= Campbell baronets of Ardnamurchan and Airds (first creation, 1628) =

The Campbell baronetcy, of Ardnamurchan and Airds (estate near Appin) in the County of Argyll, was created in the Baronetage of Nova Scotia on 23 December 1628 for Donald Campbell.

Campbell resigned his dignity into the King's hands on 28 August 1643 for a new enrollment of it and the lands annexed in favour of his nephew and heirs male. The baronetcy was then extinct.

==Campbell baronets, of Ardnamurchan and Airds; first creation (1628)==
- Sir Donald Campbell, 1st Baronet (died 1651)

==Extended family==
Upon Donald Campbell's death, his nephew, George (son of Sir John Campbell of Calder), did not claim the title, nor did the next succeeding three heirs, John (3rd), father of Alexander Campbell (4th), married to his cousin Jean Campbell (daughter of Sir John Campbell of Glenorchy, 4th Baronet, and third wife Christian Muschet), parents of Donald Campbell (5th), married to Margaret Maclaine, parents of John Campbell, married to his cousin Jane Campbell.

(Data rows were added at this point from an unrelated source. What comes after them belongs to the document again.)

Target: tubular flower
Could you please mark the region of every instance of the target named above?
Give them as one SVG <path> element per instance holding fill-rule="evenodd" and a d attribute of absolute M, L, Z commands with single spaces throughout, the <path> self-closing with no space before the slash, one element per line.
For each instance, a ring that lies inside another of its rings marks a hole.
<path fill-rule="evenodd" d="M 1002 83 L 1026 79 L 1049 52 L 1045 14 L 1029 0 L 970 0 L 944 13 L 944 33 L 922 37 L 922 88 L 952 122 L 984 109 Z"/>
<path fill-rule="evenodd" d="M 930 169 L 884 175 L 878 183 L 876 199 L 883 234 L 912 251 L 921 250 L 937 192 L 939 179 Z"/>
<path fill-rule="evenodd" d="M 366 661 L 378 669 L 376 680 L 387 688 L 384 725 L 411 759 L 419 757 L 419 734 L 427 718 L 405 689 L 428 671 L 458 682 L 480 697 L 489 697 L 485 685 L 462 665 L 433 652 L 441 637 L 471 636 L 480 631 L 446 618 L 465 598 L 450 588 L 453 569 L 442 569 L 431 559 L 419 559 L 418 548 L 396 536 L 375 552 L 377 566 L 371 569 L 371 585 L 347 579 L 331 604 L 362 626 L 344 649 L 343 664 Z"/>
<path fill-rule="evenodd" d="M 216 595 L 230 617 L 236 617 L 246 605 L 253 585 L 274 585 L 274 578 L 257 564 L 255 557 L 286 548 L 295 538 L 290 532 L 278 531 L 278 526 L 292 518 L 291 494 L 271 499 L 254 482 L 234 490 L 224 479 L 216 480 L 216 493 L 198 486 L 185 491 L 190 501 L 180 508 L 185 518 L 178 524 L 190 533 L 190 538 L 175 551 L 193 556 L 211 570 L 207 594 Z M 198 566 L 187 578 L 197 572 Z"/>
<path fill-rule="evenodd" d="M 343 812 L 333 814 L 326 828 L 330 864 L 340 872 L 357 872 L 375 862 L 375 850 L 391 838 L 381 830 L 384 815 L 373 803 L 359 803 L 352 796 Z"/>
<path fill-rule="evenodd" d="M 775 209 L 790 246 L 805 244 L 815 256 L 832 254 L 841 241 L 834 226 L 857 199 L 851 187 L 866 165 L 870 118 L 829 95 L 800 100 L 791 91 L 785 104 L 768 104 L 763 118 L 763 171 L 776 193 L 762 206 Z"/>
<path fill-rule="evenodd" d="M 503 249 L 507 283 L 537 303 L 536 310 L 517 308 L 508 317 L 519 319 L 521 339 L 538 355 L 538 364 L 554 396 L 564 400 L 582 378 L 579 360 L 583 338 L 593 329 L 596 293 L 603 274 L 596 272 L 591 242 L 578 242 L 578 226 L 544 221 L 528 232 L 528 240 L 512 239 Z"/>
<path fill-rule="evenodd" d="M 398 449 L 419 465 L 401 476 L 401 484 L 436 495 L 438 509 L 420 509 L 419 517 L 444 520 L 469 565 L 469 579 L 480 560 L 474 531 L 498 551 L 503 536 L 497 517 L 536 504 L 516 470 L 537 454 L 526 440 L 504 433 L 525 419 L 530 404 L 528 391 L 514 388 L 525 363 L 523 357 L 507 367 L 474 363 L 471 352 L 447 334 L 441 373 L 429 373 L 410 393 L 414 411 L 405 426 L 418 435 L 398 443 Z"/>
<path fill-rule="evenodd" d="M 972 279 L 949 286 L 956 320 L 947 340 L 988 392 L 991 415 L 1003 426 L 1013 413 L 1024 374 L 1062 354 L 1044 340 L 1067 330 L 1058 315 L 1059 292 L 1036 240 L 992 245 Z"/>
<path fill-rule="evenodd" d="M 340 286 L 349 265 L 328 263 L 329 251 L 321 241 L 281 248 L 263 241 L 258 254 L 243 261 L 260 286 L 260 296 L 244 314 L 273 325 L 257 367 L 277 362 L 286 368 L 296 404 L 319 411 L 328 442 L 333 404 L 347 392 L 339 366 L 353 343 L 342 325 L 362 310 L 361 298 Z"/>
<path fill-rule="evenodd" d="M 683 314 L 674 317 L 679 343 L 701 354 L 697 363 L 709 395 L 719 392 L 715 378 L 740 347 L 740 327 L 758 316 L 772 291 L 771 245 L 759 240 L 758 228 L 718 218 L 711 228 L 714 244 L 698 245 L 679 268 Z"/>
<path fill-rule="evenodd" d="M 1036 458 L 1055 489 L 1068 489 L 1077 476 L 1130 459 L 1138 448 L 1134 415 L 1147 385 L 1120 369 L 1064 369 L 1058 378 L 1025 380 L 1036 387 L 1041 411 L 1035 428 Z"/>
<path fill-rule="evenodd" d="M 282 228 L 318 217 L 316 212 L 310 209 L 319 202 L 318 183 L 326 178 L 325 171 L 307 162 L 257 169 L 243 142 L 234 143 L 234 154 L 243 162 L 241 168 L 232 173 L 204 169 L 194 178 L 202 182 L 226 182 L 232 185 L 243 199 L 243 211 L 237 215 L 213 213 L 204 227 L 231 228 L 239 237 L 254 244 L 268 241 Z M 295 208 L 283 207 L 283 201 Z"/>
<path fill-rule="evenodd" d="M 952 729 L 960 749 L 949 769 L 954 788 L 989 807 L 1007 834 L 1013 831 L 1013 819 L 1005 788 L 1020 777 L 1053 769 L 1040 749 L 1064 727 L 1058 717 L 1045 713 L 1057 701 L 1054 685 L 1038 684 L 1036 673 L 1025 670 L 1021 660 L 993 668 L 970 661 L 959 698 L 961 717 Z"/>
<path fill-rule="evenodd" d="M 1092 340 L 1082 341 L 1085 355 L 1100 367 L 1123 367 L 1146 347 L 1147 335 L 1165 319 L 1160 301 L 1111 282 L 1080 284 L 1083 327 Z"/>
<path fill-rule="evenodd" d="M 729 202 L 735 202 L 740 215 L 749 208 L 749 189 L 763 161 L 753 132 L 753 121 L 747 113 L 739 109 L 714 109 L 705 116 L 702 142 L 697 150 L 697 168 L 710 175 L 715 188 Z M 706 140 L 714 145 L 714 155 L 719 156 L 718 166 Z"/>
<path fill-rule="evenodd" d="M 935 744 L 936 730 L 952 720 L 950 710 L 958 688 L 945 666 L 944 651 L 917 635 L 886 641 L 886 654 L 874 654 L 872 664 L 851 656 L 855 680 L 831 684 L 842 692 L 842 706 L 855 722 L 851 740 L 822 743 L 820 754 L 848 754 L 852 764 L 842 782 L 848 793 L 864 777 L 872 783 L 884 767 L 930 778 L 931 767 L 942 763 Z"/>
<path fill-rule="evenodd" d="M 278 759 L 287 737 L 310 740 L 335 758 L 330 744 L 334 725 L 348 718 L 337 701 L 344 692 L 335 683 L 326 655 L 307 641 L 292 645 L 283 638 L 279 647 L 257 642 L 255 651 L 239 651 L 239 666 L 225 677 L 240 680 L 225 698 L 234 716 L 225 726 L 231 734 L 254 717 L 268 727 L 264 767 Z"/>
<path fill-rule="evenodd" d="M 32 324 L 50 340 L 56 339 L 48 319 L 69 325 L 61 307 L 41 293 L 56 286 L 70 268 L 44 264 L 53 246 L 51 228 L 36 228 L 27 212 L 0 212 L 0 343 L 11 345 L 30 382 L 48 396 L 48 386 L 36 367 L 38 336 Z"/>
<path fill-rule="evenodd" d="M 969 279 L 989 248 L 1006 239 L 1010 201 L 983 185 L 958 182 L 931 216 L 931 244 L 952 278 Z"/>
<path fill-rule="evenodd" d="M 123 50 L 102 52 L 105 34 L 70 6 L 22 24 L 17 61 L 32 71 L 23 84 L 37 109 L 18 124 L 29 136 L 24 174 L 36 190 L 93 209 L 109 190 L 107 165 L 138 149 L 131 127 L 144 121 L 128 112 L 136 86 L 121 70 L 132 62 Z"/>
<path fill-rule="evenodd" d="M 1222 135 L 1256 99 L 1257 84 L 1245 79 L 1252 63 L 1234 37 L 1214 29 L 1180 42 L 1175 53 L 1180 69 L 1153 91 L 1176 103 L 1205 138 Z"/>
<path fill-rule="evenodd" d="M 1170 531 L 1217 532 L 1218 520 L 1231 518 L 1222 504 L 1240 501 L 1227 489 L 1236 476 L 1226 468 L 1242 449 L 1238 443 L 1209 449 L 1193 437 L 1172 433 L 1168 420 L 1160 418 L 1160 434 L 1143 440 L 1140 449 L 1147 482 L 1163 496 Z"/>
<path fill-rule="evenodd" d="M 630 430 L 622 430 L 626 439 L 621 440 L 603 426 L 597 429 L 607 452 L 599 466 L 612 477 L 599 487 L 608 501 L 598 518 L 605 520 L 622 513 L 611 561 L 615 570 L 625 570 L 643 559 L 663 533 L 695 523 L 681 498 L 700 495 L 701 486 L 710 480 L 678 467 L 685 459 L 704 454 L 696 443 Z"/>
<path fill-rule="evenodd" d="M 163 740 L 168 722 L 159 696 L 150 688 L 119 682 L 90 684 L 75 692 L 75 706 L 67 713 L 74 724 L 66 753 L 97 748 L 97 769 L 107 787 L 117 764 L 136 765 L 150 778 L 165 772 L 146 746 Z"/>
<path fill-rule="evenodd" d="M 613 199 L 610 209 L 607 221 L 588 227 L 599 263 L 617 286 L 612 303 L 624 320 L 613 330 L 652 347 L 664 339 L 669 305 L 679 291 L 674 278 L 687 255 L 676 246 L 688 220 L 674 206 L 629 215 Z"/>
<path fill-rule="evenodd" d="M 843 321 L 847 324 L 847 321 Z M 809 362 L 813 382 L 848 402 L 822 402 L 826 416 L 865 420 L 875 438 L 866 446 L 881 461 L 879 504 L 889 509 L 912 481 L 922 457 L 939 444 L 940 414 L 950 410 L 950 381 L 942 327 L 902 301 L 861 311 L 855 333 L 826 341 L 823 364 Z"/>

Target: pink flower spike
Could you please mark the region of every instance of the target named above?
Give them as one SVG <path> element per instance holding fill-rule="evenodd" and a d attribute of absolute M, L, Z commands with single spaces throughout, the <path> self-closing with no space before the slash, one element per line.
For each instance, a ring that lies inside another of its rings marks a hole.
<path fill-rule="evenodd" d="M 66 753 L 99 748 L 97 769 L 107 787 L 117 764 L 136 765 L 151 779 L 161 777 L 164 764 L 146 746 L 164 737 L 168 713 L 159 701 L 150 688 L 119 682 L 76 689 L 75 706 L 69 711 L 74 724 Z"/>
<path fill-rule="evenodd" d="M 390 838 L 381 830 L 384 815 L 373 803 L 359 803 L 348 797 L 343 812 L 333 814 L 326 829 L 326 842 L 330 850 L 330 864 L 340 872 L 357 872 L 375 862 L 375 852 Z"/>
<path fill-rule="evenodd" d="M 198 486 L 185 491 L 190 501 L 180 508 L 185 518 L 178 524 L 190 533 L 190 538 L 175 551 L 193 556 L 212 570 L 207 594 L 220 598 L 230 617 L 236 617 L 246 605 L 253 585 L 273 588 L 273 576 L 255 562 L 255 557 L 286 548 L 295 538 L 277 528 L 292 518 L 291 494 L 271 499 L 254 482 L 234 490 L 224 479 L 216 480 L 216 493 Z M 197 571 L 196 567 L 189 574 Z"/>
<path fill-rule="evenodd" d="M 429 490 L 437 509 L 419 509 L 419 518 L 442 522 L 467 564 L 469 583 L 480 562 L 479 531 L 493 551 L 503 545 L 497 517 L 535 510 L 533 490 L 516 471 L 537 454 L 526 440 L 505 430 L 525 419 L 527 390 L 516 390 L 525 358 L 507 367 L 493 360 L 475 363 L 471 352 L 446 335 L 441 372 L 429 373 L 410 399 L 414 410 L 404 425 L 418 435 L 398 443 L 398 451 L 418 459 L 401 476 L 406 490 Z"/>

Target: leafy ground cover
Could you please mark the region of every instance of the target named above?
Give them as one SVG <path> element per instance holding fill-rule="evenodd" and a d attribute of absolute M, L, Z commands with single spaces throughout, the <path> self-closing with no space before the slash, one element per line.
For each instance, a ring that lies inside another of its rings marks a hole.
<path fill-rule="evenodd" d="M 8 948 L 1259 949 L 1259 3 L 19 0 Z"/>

About 1790 John Campbell, great-great-grandson of George Campbell, assumed the title as 6th Baronet being followed in turn by his son John Campbell, Lieutenant Governor of St Vincent 1845–1853. His son, Major-General John William Campbell's claim in right of the 1628 creation was not recognised. But a new baronetcy was conferred on him in November 1913, with special precedence.